In addition to immunohistochemistry, we used an open available microarray data set of ATHs and paired MITs to study the levels of IL1RAP‐dependent cytokine receptors in atherosclerotic lesions. Interestingly, we observed significantly increased levels of the IL‐33 receptor ST2 in ATHs compared with paired MITs (Figure 1B), whereas IL1R1, IL1RAP, and IL36R were expressed at similar levels in plaque and intact carotid tissue.

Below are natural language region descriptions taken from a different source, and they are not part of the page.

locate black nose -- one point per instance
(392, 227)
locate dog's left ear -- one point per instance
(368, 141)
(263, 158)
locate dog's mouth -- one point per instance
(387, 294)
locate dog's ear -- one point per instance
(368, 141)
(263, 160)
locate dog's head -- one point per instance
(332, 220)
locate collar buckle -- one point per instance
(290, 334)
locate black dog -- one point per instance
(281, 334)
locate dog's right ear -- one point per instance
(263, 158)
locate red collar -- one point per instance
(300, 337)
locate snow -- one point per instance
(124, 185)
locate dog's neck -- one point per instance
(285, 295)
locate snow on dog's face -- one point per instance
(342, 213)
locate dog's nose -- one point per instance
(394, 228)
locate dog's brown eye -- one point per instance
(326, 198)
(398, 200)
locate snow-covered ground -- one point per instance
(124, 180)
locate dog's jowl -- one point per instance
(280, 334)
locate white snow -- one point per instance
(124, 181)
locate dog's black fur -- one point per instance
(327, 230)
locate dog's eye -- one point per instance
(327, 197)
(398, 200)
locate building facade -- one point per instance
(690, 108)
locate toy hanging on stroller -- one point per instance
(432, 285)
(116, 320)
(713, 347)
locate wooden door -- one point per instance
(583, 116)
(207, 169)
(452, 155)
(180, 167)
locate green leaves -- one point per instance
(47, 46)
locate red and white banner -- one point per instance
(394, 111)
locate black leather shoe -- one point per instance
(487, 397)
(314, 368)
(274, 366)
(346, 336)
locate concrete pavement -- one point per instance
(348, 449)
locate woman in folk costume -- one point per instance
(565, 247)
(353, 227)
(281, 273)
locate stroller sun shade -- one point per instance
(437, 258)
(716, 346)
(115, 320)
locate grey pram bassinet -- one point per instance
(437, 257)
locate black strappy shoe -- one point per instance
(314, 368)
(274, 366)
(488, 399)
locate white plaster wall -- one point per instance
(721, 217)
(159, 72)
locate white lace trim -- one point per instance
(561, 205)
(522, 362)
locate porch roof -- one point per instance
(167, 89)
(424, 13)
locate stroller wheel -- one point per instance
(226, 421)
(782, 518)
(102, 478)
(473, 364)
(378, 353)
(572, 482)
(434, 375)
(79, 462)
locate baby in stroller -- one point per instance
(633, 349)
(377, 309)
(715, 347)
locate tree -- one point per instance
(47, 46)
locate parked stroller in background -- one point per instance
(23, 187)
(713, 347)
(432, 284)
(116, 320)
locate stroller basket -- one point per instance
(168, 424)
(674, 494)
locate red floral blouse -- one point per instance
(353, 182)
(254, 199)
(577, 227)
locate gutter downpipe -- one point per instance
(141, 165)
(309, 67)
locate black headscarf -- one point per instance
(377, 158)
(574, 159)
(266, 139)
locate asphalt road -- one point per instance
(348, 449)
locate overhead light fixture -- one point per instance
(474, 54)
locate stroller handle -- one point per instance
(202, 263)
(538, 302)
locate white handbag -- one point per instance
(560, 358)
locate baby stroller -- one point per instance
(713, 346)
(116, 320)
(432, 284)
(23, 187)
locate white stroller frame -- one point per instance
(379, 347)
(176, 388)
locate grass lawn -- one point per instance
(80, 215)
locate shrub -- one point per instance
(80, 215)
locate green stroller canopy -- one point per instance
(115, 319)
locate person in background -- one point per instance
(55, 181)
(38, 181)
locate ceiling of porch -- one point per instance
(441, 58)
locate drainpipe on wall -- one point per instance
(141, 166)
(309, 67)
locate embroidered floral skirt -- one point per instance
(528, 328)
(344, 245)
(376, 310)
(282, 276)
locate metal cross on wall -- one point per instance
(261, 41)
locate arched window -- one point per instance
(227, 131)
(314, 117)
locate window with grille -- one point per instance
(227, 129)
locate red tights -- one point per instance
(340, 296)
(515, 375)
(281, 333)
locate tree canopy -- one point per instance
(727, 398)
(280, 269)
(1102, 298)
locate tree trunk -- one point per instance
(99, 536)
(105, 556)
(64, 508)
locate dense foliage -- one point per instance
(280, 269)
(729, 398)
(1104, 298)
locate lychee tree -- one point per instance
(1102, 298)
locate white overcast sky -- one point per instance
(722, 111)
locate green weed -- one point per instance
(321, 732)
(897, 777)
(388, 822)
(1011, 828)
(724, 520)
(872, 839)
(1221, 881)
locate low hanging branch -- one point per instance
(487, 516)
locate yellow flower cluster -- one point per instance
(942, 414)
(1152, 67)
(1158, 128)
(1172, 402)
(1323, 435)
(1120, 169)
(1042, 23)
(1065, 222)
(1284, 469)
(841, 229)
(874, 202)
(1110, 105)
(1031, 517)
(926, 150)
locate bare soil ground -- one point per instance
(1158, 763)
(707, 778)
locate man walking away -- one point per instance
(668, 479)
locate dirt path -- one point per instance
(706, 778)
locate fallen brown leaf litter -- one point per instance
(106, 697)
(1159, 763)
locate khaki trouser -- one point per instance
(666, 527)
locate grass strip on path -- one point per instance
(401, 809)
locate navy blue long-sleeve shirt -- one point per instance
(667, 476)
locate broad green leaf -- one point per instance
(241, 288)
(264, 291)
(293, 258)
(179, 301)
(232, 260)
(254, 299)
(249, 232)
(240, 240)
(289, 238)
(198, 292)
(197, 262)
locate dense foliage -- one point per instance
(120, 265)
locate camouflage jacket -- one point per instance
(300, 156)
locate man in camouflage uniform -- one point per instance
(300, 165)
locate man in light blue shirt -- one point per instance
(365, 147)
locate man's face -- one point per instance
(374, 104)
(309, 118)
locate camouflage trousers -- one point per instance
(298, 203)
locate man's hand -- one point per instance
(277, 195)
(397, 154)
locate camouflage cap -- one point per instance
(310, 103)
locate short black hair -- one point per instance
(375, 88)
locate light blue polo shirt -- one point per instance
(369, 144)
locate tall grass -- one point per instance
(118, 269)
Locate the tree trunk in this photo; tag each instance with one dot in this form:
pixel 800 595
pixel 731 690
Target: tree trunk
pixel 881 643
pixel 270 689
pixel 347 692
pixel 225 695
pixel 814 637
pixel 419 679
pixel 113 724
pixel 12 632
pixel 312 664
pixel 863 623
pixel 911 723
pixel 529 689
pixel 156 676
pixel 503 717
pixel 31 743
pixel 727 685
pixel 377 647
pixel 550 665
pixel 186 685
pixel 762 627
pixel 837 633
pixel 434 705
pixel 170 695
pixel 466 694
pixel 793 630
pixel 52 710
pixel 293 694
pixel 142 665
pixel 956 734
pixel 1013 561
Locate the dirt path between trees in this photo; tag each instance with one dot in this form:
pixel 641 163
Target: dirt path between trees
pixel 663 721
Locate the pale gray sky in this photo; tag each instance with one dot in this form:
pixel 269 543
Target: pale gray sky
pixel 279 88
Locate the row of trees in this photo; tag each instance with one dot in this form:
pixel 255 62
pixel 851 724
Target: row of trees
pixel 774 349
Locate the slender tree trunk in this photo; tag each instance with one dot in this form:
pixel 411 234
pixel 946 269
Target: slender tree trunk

To further evaluate the expression of IL1R1, IL1RAP, ST2, and IL36R on endothelial cells, the expression was investigated on HUVECs using flow cytometry. The HUVECs displayed cell surface expression of all receptors, with the highest intensity for IL1RAP (Figure 1C). This suggests that HUVECs can be used as a cellular model to further investigate the role of IL1RAP in the vasculature and the potential effects of targeting this coreceptor by novel IL1RAP targeting antibodies.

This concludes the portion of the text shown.